Die Dämmerung wob einen zarten Duft um Heilbronn, sie hüllte die Dächer, die alten Türme und Mauern in ihre sanften Schleier, so daß die Stadt in unwirklicher Schönheit, der Erdenschwere entrückt, wie ein Traumbild erschien. Da begann das Abendläuten; zuerst war's eine Glocke, dann läuteten sie alle, durch die schwere Herbstluft kam der Klang nur gedämpft zu mir; hinter den Bergen glühte es noch golden-rot.
Ob die Frau mit den fleißigen Händen und der schönheitsdurstigen Seele das sieht? mußte ich denken. Ich suchte sie mit den Blicken – ja, sie sah alles! Hochaufgerichtet stand sie da und blickte mit den dunklen Augen auf das wunderbare Bild, das vor ihr lag. Sie hielt die Hände gefaltet, und über die stille Gestalt hinweg zogen die gedämpften Glockentöne, die aus der Tiefe klangen.
Anfang Oktober ging's weiter nach Berlin, froh und geborgen fühlte ich mich, als ich mit meiner Nichte und meinem Neffen im Auto saß. Es war schon wie ein Stückchen Heimkehr.

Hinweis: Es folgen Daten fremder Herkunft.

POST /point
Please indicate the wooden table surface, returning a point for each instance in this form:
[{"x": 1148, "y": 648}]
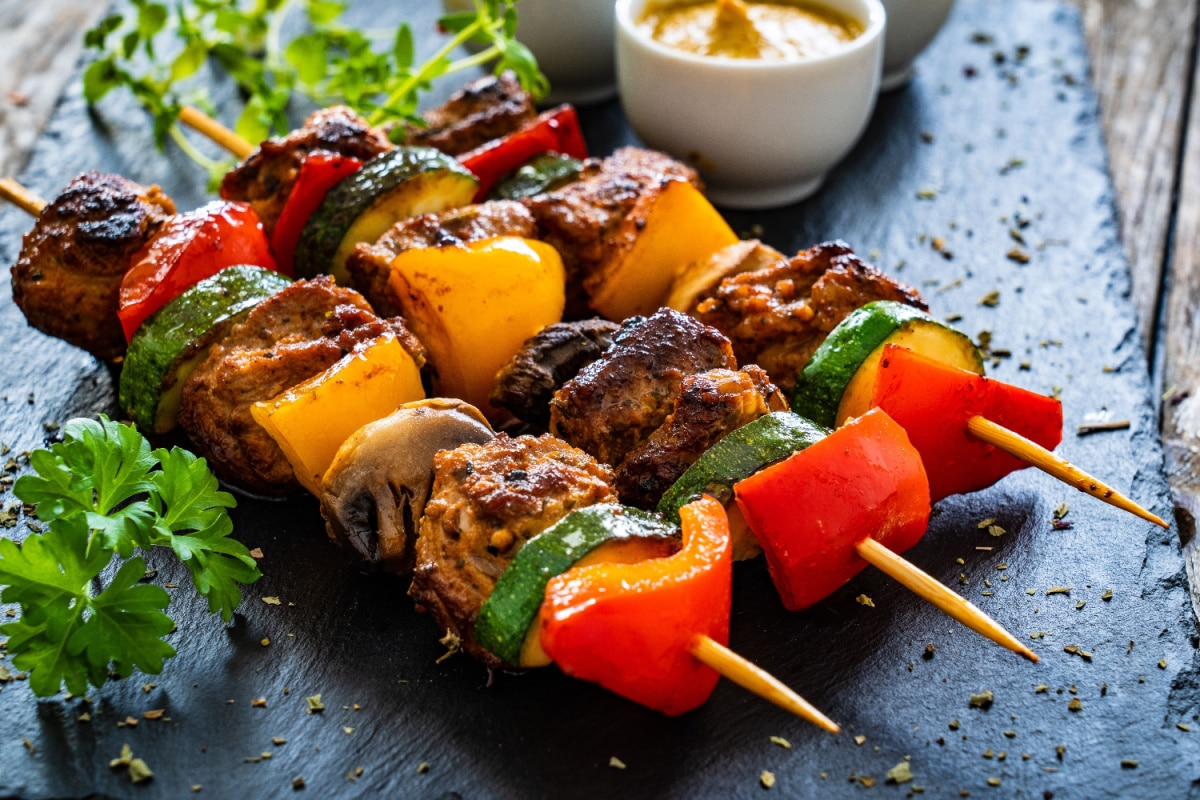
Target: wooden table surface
[{"x": 1144, "y": 68}]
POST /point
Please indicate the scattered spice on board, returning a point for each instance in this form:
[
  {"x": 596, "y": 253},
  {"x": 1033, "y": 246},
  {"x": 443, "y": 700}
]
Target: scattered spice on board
[
  {"x": 983, "y": 699},
  {"x": 899, "y": 774}
]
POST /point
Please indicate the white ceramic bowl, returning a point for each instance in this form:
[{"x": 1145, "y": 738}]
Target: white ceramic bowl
[
  {"x": 573, "y": 41},
  {"x": 912, "y": 25},
  {"x": 762, "y": 133}
]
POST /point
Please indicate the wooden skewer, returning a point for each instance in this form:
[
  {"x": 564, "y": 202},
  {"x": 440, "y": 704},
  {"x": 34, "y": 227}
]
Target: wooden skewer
[
  {"x": 757, "y": 680},
  {"x": 202, "y": 122},
  {"x": 21, "y": 197},
  {"x": 1038, "y": 456},
  {"x": 951, "y": 602}
]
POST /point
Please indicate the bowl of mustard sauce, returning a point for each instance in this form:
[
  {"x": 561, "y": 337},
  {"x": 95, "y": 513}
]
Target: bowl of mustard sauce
[{"x": 762, "y": 96}]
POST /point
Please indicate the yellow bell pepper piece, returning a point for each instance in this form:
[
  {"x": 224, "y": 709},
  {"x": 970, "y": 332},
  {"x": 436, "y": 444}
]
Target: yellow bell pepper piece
[
  {"x": 665, "y": 232},
  {"x": 474, "y": 305},
  {"x": 311, "y": 420}
]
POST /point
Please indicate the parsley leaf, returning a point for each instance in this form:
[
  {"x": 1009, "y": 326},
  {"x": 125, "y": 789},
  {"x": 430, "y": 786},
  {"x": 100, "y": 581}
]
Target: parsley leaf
[{"x": 103, "y": 493}]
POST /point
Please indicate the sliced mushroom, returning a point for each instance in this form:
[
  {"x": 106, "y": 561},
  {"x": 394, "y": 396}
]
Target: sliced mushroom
[{"x": 375, "y": 492}]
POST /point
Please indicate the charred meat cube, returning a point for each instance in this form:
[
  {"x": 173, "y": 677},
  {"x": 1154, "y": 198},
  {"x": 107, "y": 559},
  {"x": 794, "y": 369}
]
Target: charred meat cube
[
  {"x": 621, "y": 398},
  {"x": 286, "y": 340},
  {"x": 777, "y": 317},
  {"x": 487, "y": 501},
  {"x": 67, "y": 277},
  {"x": 481, "y": 110},
  {"x": 708, "y": 405},
  {"x": 556, "y": 354}
]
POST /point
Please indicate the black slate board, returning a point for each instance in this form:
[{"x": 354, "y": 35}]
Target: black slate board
[{"x": 1007, "y": 138}]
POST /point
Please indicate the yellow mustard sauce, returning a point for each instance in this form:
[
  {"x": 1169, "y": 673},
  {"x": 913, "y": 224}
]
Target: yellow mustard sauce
[{"x": 748, "y": 29}]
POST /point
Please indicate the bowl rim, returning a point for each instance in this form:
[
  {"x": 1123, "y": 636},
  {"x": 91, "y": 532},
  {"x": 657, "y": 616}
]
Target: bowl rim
[{"x": 874, "y": 31}]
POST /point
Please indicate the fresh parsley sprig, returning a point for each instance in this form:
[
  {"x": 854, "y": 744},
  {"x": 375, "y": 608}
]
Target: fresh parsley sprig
[
  {"x": 103, "y": 493},
  {"x": 157, "y": 50}
]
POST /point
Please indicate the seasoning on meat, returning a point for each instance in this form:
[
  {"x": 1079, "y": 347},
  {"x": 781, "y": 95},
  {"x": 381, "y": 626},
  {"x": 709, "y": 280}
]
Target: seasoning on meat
[
  {"x": 777, "y": 317},
  {"x": 582, "y": 220},
  {"x": 481, "y": 110},
  {"x": 371, "y": 264},
  {"x": 267, "y": 176},
  {"x": 286, "y": 340},
  {"x": 556, "y": 354},
  {"x": 69, "y": 274},
  {"x": 487, "y": 501},
  {"x": 619, "y": 400},
  {"x": 708, "y": 405}
]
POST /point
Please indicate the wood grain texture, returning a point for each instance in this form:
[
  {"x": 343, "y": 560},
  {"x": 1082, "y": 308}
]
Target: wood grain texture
[
  {"x": 41, "y": 43},
  {"x": 1141, "y": 55}
]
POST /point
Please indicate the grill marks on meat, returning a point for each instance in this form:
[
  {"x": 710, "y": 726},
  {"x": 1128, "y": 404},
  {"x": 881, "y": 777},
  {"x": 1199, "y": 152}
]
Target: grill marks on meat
[
  {"x": 556, "y": 354},
  {"x": 267, "y": 176},
  {"x": 777, "y": 317},
  {"x": 708, "y": 405},
  {"x": 371, "y": 264},
  {"x": 619, "y": 400},
  {"x": 286, "y": 340},
  {"x": 67, "y": 277},
  {"x": 582, "y": 220},
  {"x": 487, "y": 501},
  {"x": 481, "y": 110}
]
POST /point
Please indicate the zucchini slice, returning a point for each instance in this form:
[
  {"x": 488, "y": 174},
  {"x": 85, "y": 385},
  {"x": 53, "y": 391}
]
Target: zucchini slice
[
  {"x": 736, "y": 456},
  {"x": 838, "y": 382},
  {"x": 540, "y": 174},
  {"x": 600, "y": 534},
  {"x": 169, "y": 344},
  {"x": 396, "y": 185}
]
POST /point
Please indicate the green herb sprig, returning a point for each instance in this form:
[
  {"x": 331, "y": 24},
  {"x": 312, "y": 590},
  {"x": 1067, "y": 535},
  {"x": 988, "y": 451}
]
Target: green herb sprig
[
  {"x": 157, "y": 50},
  {"x": 103, "y": 493}
]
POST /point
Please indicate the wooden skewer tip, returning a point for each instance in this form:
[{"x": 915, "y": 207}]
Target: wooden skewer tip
[
  {"x": 928, "y": 588},
  {"x": 757, "y": 680},
  {"x": 1033, "y": 453}
]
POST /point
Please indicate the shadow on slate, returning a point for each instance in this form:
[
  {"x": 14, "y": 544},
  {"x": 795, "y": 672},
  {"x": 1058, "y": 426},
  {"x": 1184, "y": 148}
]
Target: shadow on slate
[{"x": 990, "y": 142}]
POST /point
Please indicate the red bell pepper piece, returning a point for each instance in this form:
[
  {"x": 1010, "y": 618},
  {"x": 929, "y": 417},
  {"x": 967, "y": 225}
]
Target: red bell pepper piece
[
  {"x": 934, "y": 401},
  {"x": 630, "y": 627},
  {"x": 189, "y": 248},
  {"x": 319, "y": 172},
  {"x": 553, "y": 131},
  {"x": 863, "y": 480}
]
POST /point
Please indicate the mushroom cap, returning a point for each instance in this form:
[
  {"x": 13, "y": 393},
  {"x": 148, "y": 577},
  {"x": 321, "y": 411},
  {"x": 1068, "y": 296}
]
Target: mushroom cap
[{"x": 373, "y": 494}]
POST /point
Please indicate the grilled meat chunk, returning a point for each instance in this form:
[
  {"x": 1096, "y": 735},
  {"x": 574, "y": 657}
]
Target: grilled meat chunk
[
  {"x": 552, "y": 356},
  {"x": 286, "y": 340},
  {"x": 487, "y": 501},
  {"x": 481, "y": 110},
  {"x": 707, "y": 407},
  {"x": 619, "y": 400},
  {"x": 582, "y": 220},
  {"x": 69, "y": 274},
  {"x": 267, "y": 176},
  {"x": 371, "y": 264},
  {"x": 777, "y": 317}
]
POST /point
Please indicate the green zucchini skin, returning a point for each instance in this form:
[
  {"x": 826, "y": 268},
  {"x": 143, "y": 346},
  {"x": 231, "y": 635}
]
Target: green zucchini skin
[
  {"x": 738, "y": 455},
  {"x": 393, "y": 186},
  {"x": 821, "y": 384},
  {"x": 168, "y": 346},
  {"x": 540, "y": 174},
  {"x": 511, "y": 608}
]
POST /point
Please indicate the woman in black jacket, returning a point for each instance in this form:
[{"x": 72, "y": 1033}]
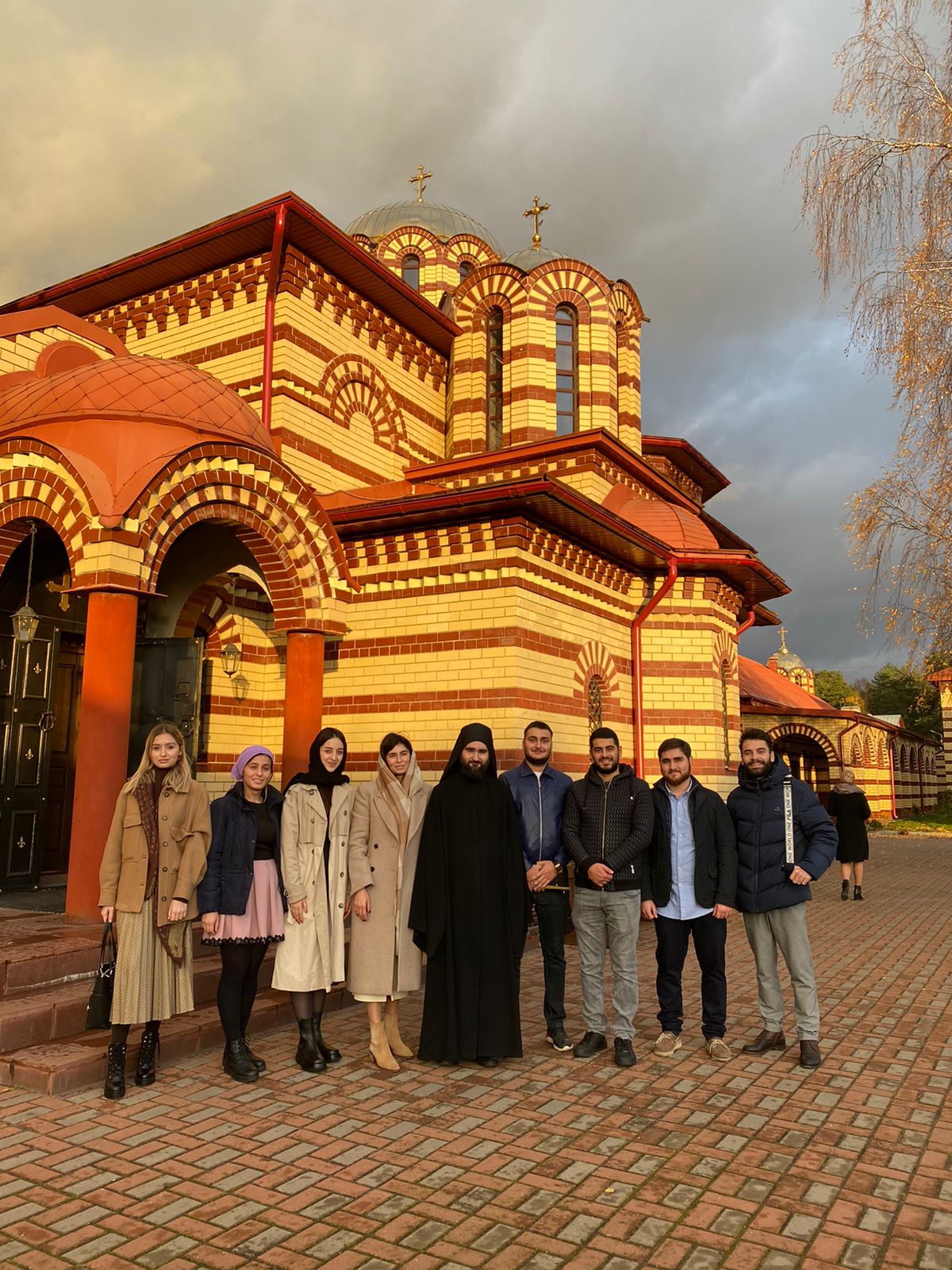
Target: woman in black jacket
[{"x": 241, "y": 899}]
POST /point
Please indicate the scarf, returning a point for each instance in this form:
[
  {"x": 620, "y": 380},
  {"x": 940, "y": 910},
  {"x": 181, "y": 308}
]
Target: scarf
[
  {"x": 397, "y": 791},
  {"x": 148, "y": 794},
  {"x": 317, "y": 772}
]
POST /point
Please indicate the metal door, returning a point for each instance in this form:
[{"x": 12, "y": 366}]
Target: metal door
[
  {"x": 165, "y": 686},
  {"x": 27, "y": 673}
]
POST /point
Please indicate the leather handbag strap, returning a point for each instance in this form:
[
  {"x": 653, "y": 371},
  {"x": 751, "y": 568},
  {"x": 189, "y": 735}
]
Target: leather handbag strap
[{"x": 789, "y": 819}]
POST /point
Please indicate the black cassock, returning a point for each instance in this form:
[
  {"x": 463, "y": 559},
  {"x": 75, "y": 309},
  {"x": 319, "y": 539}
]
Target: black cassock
[{"x": 470, "y": 912}]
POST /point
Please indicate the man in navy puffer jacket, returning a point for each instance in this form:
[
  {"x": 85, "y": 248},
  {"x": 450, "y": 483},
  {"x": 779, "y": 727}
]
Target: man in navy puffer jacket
[{"x": 772, "y": 897}]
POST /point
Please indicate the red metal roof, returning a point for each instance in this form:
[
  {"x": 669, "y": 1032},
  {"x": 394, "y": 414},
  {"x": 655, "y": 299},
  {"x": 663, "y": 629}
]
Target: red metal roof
[{"x": 235, "y": 238}]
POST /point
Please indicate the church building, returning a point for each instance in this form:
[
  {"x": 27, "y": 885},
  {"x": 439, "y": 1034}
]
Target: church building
[{"x": 274, "y": 474}]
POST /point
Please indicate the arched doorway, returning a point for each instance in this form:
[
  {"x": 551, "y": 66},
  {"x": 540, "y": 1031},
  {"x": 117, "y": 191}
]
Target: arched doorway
[
  {"x": 808, "y": 761},
  {"x": 40, "y": 692}
]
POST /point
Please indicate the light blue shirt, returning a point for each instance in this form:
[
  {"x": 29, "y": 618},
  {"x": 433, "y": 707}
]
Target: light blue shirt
[{"x": 683, "y": 906}]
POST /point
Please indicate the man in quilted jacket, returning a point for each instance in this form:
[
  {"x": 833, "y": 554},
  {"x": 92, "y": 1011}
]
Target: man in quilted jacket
[
  {"x": 774, "y": 892},
  {"x": 606, "y": 829}
]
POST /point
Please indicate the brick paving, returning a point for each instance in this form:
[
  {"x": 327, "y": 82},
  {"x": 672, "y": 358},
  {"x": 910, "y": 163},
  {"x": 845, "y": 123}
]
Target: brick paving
[{"x": 547, "y": 1162}]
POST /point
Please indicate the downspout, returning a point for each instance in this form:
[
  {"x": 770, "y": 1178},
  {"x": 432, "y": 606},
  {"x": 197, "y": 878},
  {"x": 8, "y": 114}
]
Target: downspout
[
  {"x": 636, "y": 679},
  {"x": 270, "y": 296}
]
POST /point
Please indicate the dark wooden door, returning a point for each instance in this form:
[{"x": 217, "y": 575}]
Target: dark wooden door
[
  {"x": 63, "y": 734},
  {"x": 25, "y": 721},
  {"x": 165, "y": 686}
]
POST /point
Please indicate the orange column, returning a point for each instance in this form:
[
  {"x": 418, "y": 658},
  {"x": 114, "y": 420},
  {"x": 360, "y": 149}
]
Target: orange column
[
  {"x": 102, "y": 747},
  {"x": 304, "y": 698}
]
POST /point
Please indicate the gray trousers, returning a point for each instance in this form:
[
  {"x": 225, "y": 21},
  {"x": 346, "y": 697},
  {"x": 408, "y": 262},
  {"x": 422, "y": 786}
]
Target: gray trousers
[
  {"x": 785, "y": 929},
  {"x": 608, "y": 918}
]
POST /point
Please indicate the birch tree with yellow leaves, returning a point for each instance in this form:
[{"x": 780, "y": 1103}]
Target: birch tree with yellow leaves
[{"x": 880, "y": 200}]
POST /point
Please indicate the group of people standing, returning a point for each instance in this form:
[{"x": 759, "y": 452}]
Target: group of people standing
[{"x": 455, "y": 872}]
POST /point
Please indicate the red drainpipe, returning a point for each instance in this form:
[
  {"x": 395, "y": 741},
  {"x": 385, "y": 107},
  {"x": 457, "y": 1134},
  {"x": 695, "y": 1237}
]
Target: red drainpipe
[
  {"x": 636, "y": 679},
  {"x": 270, "y": 296}
]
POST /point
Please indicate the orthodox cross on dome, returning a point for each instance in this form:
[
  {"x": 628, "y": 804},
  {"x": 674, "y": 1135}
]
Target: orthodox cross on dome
[
  {"x": 536, "y": 214},
  {"x": 419, "y": 179}
]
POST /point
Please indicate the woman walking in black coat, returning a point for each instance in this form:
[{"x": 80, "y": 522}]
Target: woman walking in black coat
[
  {"x": 850, "y": 812},
  {"x": 241, "y": 899}
]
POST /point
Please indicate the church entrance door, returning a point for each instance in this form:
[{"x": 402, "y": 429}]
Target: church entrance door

Ich lebte gern in der schönen Villa meines Neffen, die in Steglitz vornehm in einem großen Garten lag. Den Tag über war es sehr still in dem großen, kinderlosen Hause. »Wie in einem Sanatorium,« sagten wir. Ich stand meiner Nichte sehr nahe, sie war ein klarer, wahrhaftiger Mensch und eine mustergültige Hausfrau. Ihre schöne, vornehme Erscheinung paßte in den Rahmen des Hauses, das sie mit natürlicher Würde leitete. Alles um sie her war geordnet, und es tat mir wohl, eine Weile in Reichtum und Schönheit zu leben. Abends kam mein Neffe aus der Stadt, und mit ihm sprudelndes Leben. Er war ein genialer Kaufherr im großen Stil und ist der einzige in seinem Beruf, der mir begegnet ist, dem ich stundenlang zuhören konnte, wenn er über seine Arbeit sprach. Er faßte sie mit einem weiten Blick und fast künstlerischem Schwung auf, neben dem eine kluge Nüchternheit Platz fand. Durch ihn gewann ich für den Kaufmannsstand eine ganz andere Wertschätzung als früher. Ich begriff seine historische Bedeutung und seine Kulturaufgabe für die Völker. Doch waren es nicht nur kaufmännische Interessen, die er pflegte, sondern auch künstlerische, vor allem musikalische, die seine Frau getreulich mit ihm teilte.
Einige Monate blieb ich in Berlin, genoß das Zusammensein mit meinen Verwandten und Freunden und arbeitete an diesem Buch, das ich schon in Königsfeld begonnen hatte. Öfters ging ich für den ganzen Tag zu Jekelius', hörte ihre Stunden an, freute mich an ihrem Singen und ließ mich von Eva-Monika beherrschen. Sie war nun fast drei Jahre alt, ein großes, starkes Kind, klug und aufgeweckt weit über ihre Jahre. So klein sie war, regierte sie eigentlich das Haus, denn ihr Wille war gewaltig. Ich nannte sie nur das »Löwenkind«. Wenn sie sich unbeobachtet glaubte, sang sie bei ihren Spielen mit süßer Vogelstimme Lieder und Händelsche Koloraturen, die sie in den Singstunden ihrer Eltern gehört hatte. Einmal versuchte ich dazu die zweite Stimme zu singen, sie schwieg sofort, und sah mich vernichtend an.
»Du singst ganz falsch,« sagte sie, »so darf man nicht singen.«
»Wollen wir noch einmal zusammen singen,« sagte ich überredend, »dann wirst du hören, wie hübsch das klingt.«
Sie schüttelte energisch ihren blonden Lockenkopf.
»Nein,« sagte sie, »nein, du singst falsch, und falsch darf man nicht singen.«
In dieser Zeit erhielt ich eine Nachricht, die mich schmerzlich traf. Mein alter Freund Hans Schmidt war schwer erkrankt, und der Arzt gab keine Hoffnung mehr auf Genesung. Für ihn, den Lebensfrohen, war es ein unendlich qualvolles Sich-losreißenmüssen von seiner Arbeit, von jedem Verkehr und vor allem von seiner Musik.
Weihnachten war herangekommen, und da kam für mich das schönste Weihnachtsgeschenk: der Weg zur Heimat wurde plötzlich frei. Freunde riefen mich, Freunde ebneten mir die Wege, ein Freundeshaus öffnete sich mir und bot mir Heimat und Zuflucht.
»Die Zeit war erfüllet,« ich konnte heim.